2. Posted by toshi   2012年12月02日 16:28
のぞみさん
 いつもありがとうございます。わたしの想いをより確かなものにしてくださり、感謝しています。
 指導書についてですが、これは大切にしなければなりません。若い教員がこれを読まなかったら授業は漂流状態になりかねません。
 しかし、これにとらわれてもいけないのですよね。指導書はたよりにはなりますが、あくまでも全国版。それに対し目の前にいる子どもはかけがえがないし、学級もそれぞれユニークな存在です。隣りの学級同様の学習問題を生み出すとは限りません。
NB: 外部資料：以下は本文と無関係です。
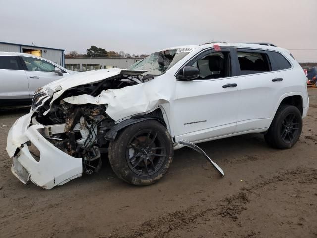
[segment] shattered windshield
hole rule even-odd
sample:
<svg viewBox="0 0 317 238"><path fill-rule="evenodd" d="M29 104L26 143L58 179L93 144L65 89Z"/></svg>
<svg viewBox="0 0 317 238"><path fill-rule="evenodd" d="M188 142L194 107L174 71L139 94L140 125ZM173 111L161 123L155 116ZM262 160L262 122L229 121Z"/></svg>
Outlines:
<svg viewBox="0 0 317 238"><path fill-rule="evenodd" d="M154 52L127 69L146 70L145 74L160 75L193 50L193 48L175 48Z"/></svg>

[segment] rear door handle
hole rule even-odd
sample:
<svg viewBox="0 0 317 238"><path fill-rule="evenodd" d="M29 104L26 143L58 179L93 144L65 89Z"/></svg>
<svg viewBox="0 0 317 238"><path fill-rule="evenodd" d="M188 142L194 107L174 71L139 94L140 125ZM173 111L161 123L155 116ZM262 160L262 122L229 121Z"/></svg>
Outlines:
<svg viewBox="0 0 317 238"><path fill-rule="evenodd" d="M225 84L224 85L223 85L222 87L223 88L229 88L229 87L235 88L237 86L238 86L238 84L237 84L236 83L228 83L227 84Z"/></svg>
<svg viewBox="0 0 317 238"><path fill-rule="evenodd" d="M283 79L282 78L276 78L274 79L272 79L272 82L281 82L283 81Z"/></svg>

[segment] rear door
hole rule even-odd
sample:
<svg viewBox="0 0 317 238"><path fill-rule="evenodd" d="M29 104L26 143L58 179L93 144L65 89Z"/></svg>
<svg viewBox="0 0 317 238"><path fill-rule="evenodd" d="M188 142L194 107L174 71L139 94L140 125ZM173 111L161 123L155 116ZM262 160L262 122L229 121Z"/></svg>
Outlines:
<svg viewBox="0 0 317 238"><path fill-rule="evenodd" d="M276 104L287 93L283 74L274 71L269 53L258 49L238 49L235 57L240 76L236 132L269 127Z"/></svg>
<svg viewBox="0 0 317 238"><path fill-rule="evenodd" d="M55 72L54 65L42 59L29 56L21 57L29 81L30 95L38 88L63 76ZM62 69L62 72L65 73Z"/></svg>
<svg viewBox="0 0 317 238"><path fill-rule="evenodd" d="M30 98L25 72L18 57L0 56L0 100Z"/></svg>

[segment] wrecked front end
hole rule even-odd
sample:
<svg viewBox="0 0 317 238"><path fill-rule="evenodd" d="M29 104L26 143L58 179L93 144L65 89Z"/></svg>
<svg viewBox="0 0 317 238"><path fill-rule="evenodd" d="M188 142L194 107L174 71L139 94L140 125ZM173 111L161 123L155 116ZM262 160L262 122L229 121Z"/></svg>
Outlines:
<svg viewBox="0 0 317 238"><path fill-rule="evenodd" d="M80 95L98 98L102 92L148 80L136 76L142 72L118 72L70 88L63 88L64 81L49 85L35 94L30 113L15 122L7 138L7 151L13 157L11 170L21 182L31 180L50 189L100 170L101 155L107 152L112 139L107 133L116 124L106 113L108 105L64 99Z"/></svg>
 そうした意味では、子どもこそもっとも大切な指導書であるはず。
わたしは、必ずしも競争を否定はしません。原則的な言い方になりますが、大人が大人の欲求で仕組んだりシステム化したりして子どもにやらせる競争は否定したいと思います。
 しかし子どもが本能的ないしは自然発生的に欲する競争は大いに認めたいと思っています。そうした競争は、ともに学びともに成長するうえで本記事の学び合い、成長し合い同様、大切なものだと思います。のぞみさんがおっしゃる『切磋琢磨』もそうした意味ではないでしょうか。
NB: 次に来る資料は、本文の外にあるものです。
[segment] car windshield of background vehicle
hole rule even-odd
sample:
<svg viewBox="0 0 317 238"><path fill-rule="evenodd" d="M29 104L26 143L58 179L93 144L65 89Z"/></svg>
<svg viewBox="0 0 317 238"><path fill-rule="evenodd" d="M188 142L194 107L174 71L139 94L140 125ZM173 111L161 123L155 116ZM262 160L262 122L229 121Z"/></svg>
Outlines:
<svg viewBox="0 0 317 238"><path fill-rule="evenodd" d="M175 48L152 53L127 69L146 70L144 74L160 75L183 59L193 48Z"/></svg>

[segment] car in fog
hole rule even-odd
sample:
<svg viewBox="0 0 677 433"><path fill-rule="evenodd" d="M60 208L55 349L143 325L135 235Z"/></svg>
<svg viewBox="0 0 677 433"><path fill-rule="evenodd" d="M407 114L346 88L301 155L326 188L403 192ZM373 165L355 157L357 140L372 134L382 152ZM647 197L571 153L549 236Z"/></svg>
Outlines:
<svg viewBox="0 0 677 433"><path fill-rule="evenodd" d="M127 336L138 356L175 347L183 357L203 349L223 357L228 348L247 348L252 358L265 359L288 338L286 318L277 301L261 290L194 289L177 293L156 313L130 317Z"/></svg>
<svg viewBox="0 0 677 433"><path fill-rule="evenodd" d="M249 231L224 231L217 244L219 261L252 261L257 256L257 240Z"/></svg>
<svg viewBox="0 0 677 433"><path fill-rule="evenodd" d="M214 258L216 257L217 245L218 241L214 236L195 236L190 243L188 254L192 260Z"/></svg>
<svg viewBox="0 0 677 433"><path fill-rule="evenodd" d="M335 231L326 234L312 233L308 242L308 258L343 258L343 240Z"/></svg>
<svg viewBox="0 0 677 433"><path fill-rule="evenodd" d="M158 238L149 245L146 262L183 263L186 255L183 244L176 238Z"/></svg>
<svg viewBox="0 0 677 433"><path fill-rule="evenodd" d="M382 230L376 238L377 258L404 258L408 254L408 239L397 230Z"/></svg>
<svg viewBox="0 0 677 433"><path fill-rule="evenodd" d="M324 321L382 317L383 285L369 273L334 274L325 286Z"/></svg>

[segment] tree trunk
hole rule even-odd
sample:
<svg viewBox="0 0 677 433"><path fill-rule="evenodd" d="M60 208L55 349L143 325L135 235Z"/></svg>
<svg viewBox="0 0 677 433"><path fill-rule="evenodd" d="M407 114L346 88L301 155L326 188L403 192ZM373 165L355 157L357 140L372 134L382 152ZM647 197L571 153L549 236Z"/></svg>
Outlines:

《そうした子どもは、経験上何らかの問題を抱えている場合が多いと感じます。現代の問題にも非常に共通した所があるのではとも感じます。》
 まったく賛成です。成熟社会のなかで混迷の大人たちを反映し、子どもは明らかに変わりつつあります。子どもの仲間意識、連帯感といったものは減退しています。そして、学校教育がその変化についていけません。こうした現職教育こそ最も急務と感じている昨今です。

 
3. Posted by 伊藤   2012年12月04日 20:33
入るクラスが変わることになり、また算数を指導してきました。

場合の数をやりました。
最初と最後が同じなら反対から回ったら同じルートが出てくるというのはわかったようですが、計算しないで最短ルートを判断するやり方を知らなかったので教えてみました。
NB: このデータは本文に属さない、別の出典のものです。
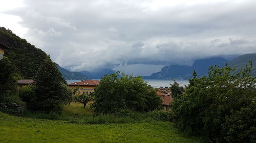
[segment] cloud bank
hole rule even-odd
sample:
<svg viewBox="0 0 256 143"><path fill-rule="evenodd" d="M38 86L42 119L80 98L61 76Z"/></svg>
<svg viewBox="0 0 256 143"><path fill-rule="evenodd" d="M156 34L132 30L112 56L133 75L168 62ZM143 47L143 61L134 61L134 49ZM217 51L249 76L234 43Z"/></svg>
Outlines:
<svg viewBox="0 0 256 143"><path fill-rule="evenodd" d="M256 52L256 1L167 1L28 0L5 13L20 17L26 39L75 71Z"/></svg>

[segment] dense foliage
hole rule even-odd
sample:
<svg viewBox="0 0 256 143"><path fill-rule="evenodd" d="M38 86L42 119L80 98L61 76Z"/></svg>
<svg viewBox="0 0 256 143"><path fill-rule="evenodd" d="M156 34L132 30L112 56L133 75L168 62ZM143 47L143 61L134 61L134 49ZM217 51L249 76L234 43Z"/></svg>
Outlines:
<svg viewBox="0 0 256 143"><path fill-rule="evenodd" d="M32 78L47 58L46 53L41 49L3 27L0 27L0 42L11 48L5 50L5 56L15 65L25 78Z"/></svg>
<svg viewBox="0 0 256 143"><path fill-rule="evenodd" d="M140 77L105 75L95 89L93 106L98 113L115 113L121 109L145 112L161 108L156 91L149 89Z"/></svg>
<svg viewBox="0 0 256 143"><path fill-rule="evenodd" d="M44 60L35 77L34 96L29 102L30 109L60 112L72 91L67 87L55 63L50 58Z"/></svg>
<svg viewBox="0 0 256 143"><path fill-rule="evenodd" d="M0 95L16 89L18 71L9 59L0 60Z"/></svg>
<svg viewBox="0 0 256 143"><path fill-rule="evenodd" d="M236 75L227 65L210 67L208 77L189 80L185 94L171 104L174 121L207 142L255 142L256 78L250 66Z"/></svg>

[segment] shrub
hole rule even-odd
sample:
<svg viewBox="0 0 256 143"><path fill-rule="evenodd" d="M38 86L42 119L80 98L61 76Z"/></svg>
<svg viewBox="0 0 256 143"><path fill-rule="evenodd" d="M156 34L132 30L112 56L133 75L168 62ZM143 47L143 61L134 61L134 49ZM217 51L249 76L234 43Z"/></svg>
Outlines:
<svg viewBox="0 0 256 143"><path fill-rule="evenodd" d="M185 94L171 103L174 121L188 133L214 142L255 142L256 77L246 66L238 74L227 65L210 67L208 77L189 79Z"/></svg>
<svg viewBox="0 0 256 143"><path fill-rule="evenodd" d="M120 109L146 112L161 107L156 91L140 77L105 75L95 90L92 106L97 113L114 113Z"/></svg>

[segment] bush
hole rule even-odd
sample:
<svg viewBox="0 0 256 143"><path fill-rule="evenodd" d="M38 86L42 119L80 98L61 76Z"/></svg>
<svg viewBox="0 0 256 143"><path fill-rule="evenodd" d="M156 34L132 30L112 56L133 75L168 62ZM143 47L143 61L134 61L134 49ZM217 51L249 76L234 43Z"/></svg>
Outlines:
<svg viewBox="0 0 256 143"><path fill-rule="evenodd" d="M256 77L250 66L238 74L227 65L210 67L208 77L189 79L185 94L171 103L174 121L208 142L255 142Z"/></svg>
<svg viewBox="0 0 256 143"><path fill-rule="evenodd" d="M170 112L166 110L154 110L147 113L147 115L157 121L170 121Z"/></svg>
重複する場所としなかった場所を比較すれば、計算しなくても分かるやり方ですが、6年生にはなかなか発想が出ないようでした。

問題を正確に解くのも重要ですが、いろいろな発想で算数を解くことも問題解決能力を付けさせると思っています。
4. Posted by toshi   2012年12月06日 23:42
伊藤さん
 がんばっていらっしゃいますね。ご奮闘に拍手を送ります。
《問題を正確に解くのも重要ですが、いろいろな発想で算数を解くことも問題解決能力を付けさせると思っています。》
 その通りです。今は伊藤さんの方から、《こんな解き方もあるよ。》と提示している感じでしょうか。あまり子どもから出ないようならそれも致し方ないでしょう。しかし、徐々に子どもの解き方を大事にする方向に導いていっていただけたらと思います。
 6年生だと、それまでの5年間の積み重ねがありますから、なかなかむずかしいかもしれませんね。